Philippe Van Damme : « Les violences ne mènent nulle part. Il faut se mettre autour de la table et discuter… »
Le chef de la délégation de l’Union européenne en Guinée Philippe Van Damme était vendredi dernier face à la presse pour parler de ‘’la semaine du cinéma Europe-Afrique’’. Dans sa communication, le représentant européen a déploré les violences enregistrées ces derniers jours à Conakry. Extraits…

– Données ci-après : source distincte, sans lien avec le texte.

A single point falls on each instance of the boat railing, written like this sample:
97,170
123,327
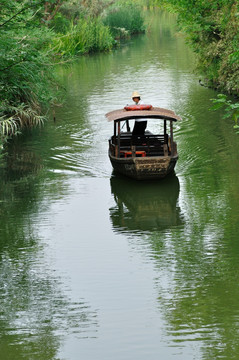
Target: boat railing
150,145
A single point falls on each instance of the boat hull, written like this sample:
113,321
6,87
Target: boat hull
143,168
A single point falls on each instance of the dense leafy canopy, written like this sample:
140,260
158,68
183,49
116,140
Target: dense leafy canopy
212,27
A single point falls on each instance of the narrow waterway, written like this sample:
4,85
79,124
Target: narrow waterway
97,266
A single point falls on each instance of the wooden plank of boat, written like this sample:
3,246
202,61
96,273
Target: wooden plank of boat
143,156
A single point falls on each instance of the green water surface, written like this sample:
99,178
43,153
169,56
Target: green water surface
95,266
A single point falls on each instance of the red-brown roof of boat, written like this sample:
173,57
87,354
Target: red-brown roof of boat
155,112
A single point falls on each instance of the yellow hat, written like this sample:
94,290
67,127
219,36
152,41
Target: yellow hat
135,94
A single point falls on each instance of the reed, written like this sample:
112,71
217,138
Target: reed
125,20
88,35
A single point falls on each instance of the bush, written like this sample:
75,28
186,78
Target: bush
125,20
88,35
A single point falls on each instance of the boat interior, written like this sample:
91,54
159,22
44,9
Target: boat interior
140,142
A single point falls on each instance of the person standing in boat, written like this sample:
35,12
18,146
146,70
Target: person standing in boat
141,124
136,98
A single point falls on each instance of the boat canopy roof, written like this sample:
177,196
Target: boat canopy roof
153,113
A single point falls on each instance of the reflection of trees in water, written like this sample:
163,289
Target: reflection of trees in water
35,313
144,206
199,298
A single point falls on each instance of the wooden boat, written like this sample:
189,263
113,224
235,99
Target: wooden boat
139,153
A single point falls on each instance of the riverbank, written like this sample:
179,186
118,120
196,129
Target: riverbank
212,30
34,37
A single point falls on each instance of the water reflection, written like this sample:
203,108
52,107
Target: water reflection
36,311
144,206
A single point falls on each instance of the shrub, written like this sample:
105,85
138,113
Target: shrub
125,20
88,35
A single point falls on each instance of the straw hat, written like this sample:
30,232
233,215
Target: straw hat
135,94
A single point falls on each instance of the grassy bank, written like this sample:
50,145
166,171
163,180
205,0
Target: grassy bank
212,30
36,33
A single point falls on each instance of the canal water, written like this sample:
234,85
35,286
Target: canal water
97,266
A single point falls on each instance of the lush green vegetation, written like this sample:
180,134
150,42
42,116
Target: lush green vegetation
212,29
37,33
125,19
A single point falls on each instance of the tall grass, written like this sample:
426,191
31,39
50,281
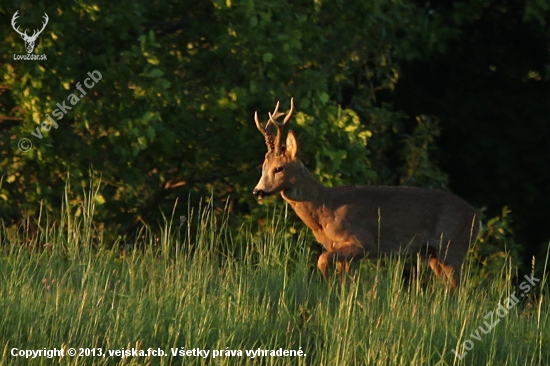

« (…) Je suis passé à l’hôpital Donka la semaine dernière. Ce qui est à déplorer, c’est quand on tire sur les gens à bout portant, quand on poignarde les gens dans le dos, quand on les coupe les oreilles, quand on fracasse le visage des gens, on n’est plus dans la bavure, on n’est pas dans la bousculade de la manifestation, on sort du cadre politique. Comme du moins nous l’attendons, et on entre dans la violence gratuite. Là, on rentre dans l’affirmation de l’identité meurtrière… En ce moment, l’on franchit une étape de la violence qui est totalement inacceptable.
Les violences ne mènent nulle part, il faut se mettre autour de la table pour discuter sinon il y aura encore des violences inutiles et le sang va couler inutilement.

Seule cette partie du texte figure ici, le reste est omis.